I understand that. Although my understanding is the Easterlin paradox has been debunked and that happiness essentially rises with wealth and no "saturation point" is ever reached. So more wealth is clearly better. But that doesn't say much about what happens at the low-end of human existence.

My point was that happiness research shows that even people who are quite poor are happy, or at least the median quite poor person is happy. Obviously sad people exist. But even in poor circumstances, that's not the way to bet.

I was just reacting to what I thought was an awfully modern-Western-centric view from Bryan W. People are generally happy in a much broader set of circumstances than those he described.

Finch writes:

A little digging on the web indicates that Easterlin is back trying to defend the saturation point concept, so I'm not sure how things are settling out. I don't think that changes the point that this is a red herring. It doesn't say much about what happens at the low-end of human existence.

Mark Anthem writes:

Per Ridley, we are genetically 8% nationality, 7% race, and 85% individual. Per Mises, each individual is in a unique location and able to specialize in the division of labor.

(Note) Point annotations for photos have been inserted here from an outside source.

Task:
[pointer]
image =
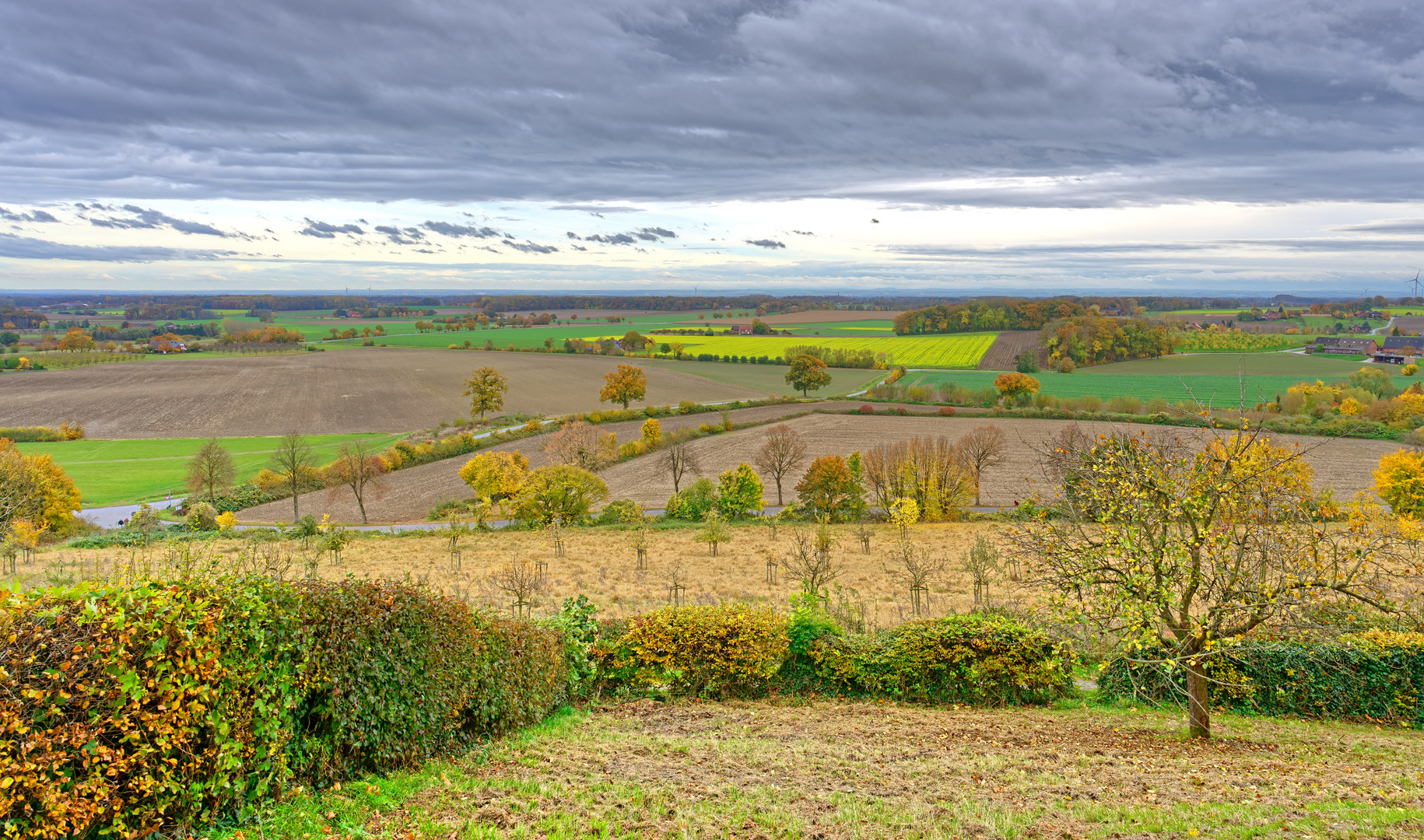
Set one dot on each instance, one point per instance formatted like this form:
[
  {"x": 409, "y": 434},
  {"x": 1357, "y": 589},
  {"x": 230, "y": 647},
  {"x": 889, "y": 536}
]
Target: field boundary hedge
[
  {"x": 1377, "y": 675},
  {"x": 135, "y": 709}
]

Even an inferior man is beneficial in that he allows the superior individual to concentrate on what he is best at.
The brilliance of these two men is that they remain scientists and self-limiting.
Eugenics, birth control, and economic planning though wildly popular, go way beyond their ken and flail destructively in the realm of pseudoscience.
Sadly practitioners of modern neo-liberal economics are constantly tempted to enable and build an anti-intellectual world run by brute force and popular pseudoscience.

Bryan Willman writes:

@Finch - my real argument is a little more nuanced than fits there - and yes, obviously, some rule that only people with great wealth should have children doesn't work from a genetic or social perspective.

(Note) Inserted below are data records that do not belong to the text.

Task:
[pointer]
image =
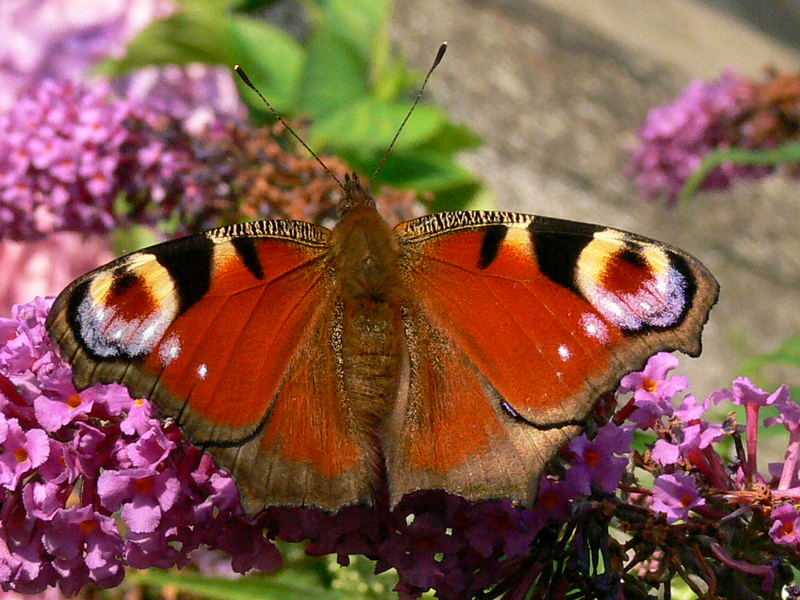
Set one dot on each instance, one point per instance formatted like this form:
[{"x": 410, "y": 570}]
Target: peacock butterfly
[{"x": 457, "y": 351}]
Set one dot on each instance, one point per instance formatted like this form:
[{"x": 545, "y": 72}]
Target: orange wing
[
  {"x": 232, "y": 333},
  {"x": 516, "y": 327}
]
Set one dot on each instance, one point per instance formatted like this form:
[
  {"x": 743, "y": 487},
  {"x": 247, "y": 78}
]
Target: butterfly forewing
[
  {"x": 465, "y": 348},
  {"x": 537, "y": 318},
  {"x": 230, "y": 333}
]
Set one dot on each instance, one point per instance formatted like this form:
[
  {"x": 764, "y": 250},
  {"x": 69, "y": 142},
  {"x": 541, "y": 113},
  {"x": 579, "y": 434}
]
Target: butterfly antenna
[
  {"x": 243, "y": 76},
  {"x": 436, "y": 61}
]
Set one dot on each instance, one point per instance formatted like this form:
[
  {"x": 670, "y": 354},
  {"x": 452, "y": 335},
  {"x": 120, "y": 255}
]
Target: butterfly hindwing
[
  {"x": 229, "y": 332},
  {"x": 450, "y": 429},
  {"x": 539, "y": 317}
]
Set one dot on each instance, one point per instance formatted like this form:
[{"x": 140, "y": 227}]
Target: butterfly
[{"x": 457, "y": 351}]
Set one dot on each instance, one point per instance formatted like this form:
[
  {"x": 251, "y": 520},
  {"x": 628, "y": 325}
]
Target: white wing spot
[
  {"x": 170, "y": 349},
  {"x": 594, "y": 327}
]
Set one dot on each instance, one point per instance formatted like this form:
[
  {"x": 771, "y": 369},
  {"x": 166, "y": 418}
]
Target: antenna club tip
[{"x": 439, "y": 54}]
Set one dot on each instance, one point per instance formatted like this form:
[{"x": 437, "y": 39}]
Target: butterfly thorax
[{"x": 369, "y": 292}]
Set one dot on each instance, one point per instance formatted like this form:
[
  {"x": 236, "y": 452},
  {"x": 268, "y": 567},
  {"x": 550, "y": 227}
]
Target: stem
[
  {"x": 792, "y": 455},
  {"x": 750, "y": 467},
  {"x": 789, "y": 152}
]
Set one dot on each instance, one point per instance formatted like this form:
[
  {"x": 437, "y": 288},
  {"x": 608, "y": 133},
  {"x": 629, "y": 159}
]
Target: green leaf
[
  {"x": 334, "y": 76},
  {"x": 359, "y": 23},
  {"x": 425, "y": 171},
  {"x": 788, "y": 353},
  {"x": 368, "y": 125},
  {"x": 200, "y": 32},
  {"x": 251, "y": 5},
  {"x": 281, "y": 586},
  {"x": 452, "y": 137},
  {"x": 272, "y": 59}
]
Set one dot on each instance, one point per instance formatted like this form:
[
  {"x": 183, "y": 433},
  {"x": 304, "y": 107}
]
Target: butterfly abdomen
[{"x": 365, "y": 258}]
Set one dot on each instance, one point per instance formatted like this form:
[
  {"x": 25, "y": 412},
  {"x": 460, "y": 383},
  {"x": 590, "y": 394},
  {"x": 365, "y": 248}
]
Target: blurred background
[{"x": 557, "y": 91}]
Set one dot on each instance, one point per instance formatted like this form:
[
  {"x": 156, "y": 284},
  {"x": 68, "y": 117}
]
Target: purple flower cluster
[
  {"x": 92, "y": 482},
  {"x": 69, "y": 150},
  {"x": 65, "y": 38},
  {"x": 685, "y": 456},
  {"x": 676, "y": 137}
]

So let's frame the question another way - is it bad policy to suggest that in a rich place (the US), all people should strive to have only the number of children they think they can raise to live reasonable lives? That is, all children should be a little bit planned, and always wanted?
(That hasn't been true throughout history, but low risk of smallpox wasn't true either.) Context matters. "Poverty" could mean "bottom 5%" or it could mean "99% chance my children will starve to death before the age of 3, probably in some very painful way".

@"happiness" - who decided that was the real goal of economics or policy? Genetically, the goal is to have your genes survive into the future. Pesonally, the goals are probably more about status, security, and various kinds of comfort, and not at all about what you feel like reporting on somebody's happiness survey. Whether Easterlin is right or wrong (see below) is largley irrelevent.

@Easterlin - he's wrong. I know from very direct personal experience, and very direct observations of others. "Well being" and "Life satisfaction" rise with wealth, and to much higher levels than people might think. I suggest they rise until the only throttling factor on your life is time. We're talking Bill Gates wealth levels to get to that.

But what does any of this say about economic mobility - which is what set it all off?

The absolute material, social, etc. status of the lives of the poor matter. That's a fine thing to think about in policy proposals.

But on a global scale, luck dominates. Born in village into the middle of a diamond war in Africa? Then the details of the US political economy do not matter to you.

Born to a mother who is a crack addict? Your life will difficult, no matter what we do. (And our society will actually try to help you.)

That element of luck or inherent limiting challenges does not define all of social policy, but we are very foolish to ignore it.